Go: 21 S Main St., Cranbury; 609-655-5595, thecranburyinn.com.
Inn of the Hawke
A kitchen utensil left in the oven every work day at the start of one particular chef’s shift. Missing hairbrushes reported by multiple Inn guests, only to show up right before their departures. Rearranged lamps and furniture. Even a board game thrown across the room when a troublesome inn guest walked by.
“I know this place is haunted,” said Doreen Masset, co-owner of the Inn of the Hawke in Lambertville. “In the 26 years we have been here, we have heard lots of stories from customers – especially in the bed and breakfast.”
The Inn of the Hawke, which has ahuge regulars’ crowd as well as selection of about 45 beers at the upscale pub venue, is housed inside a circa-1860 Lambertville building that once served as a single-family home — as well as several inns and restaurants over the years. However, not all of the guests have checked out.
Masset said that the restaurant and inn, which features a nostalgic rustic Colonial vibe, a wood burning fireplace and a flagstone patio alongside a garden, seems to be inhabited by two ghosts.
“Ghost Hunters” once visited the inn and confirmed a psychic’s conclusion that a handyman who worked in the building when it was a home, named Jake, is haunting the building along with a girl who wears a yellow floral dress and has been seen in windows, mirrors and in hallways.
No one — including the many guests who flock to the inn for its haunted reputation around Halloween — seem to be too bothered by them. Masset said the ghosts seem to want to protect her and the guests and staff, as well as have some laughs.
“Jake will play with the stereo or move tools, which is downright hysterical,” said Masset. “They’re mischievous ghosts more than anything, and it’s fun.”
Go: 74 S Union St., Lambertville; 609-397-9555, innofthehawke.com.
The Dublin House, Red Bank
The Dublin House Restaurant & Pub in downtown Red Bank is said to be one of the most haunted spots in New Jersey, with Jersey Shore Ghost Tours actually beginning their tours there.
The ghost, while friendly, is said to be the restaurant’s former owner, Mrs. Patterson. Staff and patrons have seen her get a bit playful, knocking liquor bottles off shelves, slamming doors or even whispering in visitors’ ears.
Eugene Devlin, the current owner, said that he’s not only experienced paranormal activity, but bartenders have and they even had ghost hunters come and explore the place. The hunters confirmed that Mrs. Patterson was most active on the third floor.
“One day a door slammed behind me and there was no one in the house,” said Devlin. “A few years ago, one of my bartenders was doing his money at the end of the night, he was inside and there was no wind, no doors open or anything.
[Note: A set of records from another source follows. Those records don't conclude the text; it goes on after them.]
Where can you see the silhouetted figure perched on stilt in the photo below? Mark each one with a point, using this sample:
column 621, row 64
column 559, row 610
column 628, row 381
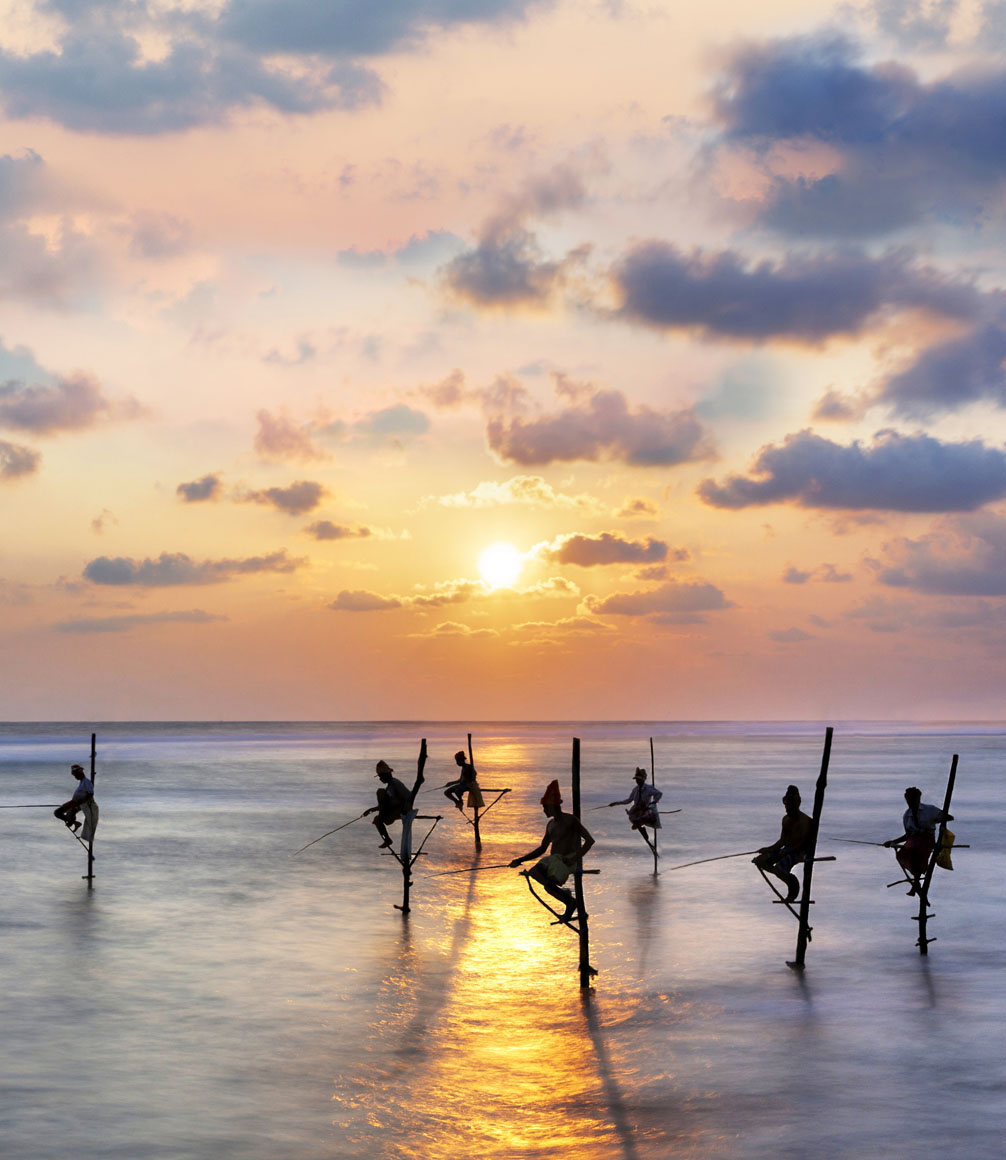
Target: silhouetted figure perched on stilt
column 393, row 799
column 82, row 796
column 913, row 848
column 467, row 783
column 783, row 855
column 642, row 804
column 569, row 841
He turned around to get a bottle of water and he turned around and saw the money blowing all over the bar.”
Go: 30 Monmouth St., Redbank; 732-747-6699, thedublinhouse.co.
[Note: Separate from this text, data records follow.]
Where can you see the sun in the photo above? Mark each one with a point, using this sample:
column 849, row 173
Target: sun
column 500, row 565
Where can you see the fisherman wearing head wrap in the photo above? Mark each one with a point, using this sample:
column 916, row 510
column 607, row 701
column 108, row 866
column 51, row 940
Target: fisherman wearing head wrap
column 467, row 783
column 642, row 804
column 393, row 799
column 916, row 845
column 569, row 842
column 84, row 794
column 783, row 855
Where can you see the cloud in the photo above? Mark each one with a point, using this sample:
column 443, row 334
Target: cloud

The Gables, Long Beach Island
While the story of The Gables haunting is not quite pinned down, as owners have changed throughout the years, Sondra Beninati, the current owner of the restaurant, confirmed spooky happenings have gone on within its walls.
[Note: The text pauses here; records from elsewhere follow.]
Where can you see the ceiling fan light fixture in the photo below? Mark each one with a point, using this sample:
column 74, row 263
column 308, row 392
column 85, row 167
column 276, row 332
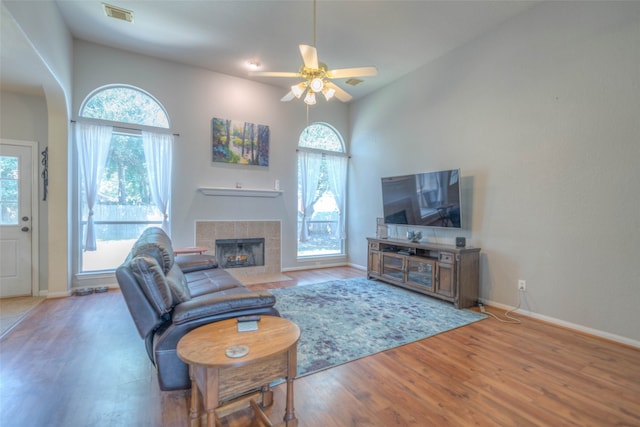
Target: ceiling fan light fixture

“There have been several psychics that have stayed here that said they felt a presence,” said Beninati. “I had heard there was [the spirit of] a young woman and an old man.”
Beninati, whose owned the restaurant for 17 years, said that after a devastating fire back in 2012, the activity mainly stopped.
“We did find things were kind of wonky sometimes in some of the rooms, and then we had a fire and all the stuff we used to have in terms of door slamming, or any other activity, just didn’t seem to happen anymore,” said Beninati.
It’s unknown if the spirits left in the chaos or remain quiet and calm, Beninati assured they have always been friendly.
“Whatever I did experience was benign, nothing hostile,” she said.
Go: 212 Centre St., Beach Haven; 609-492-3553, gableslbi.com.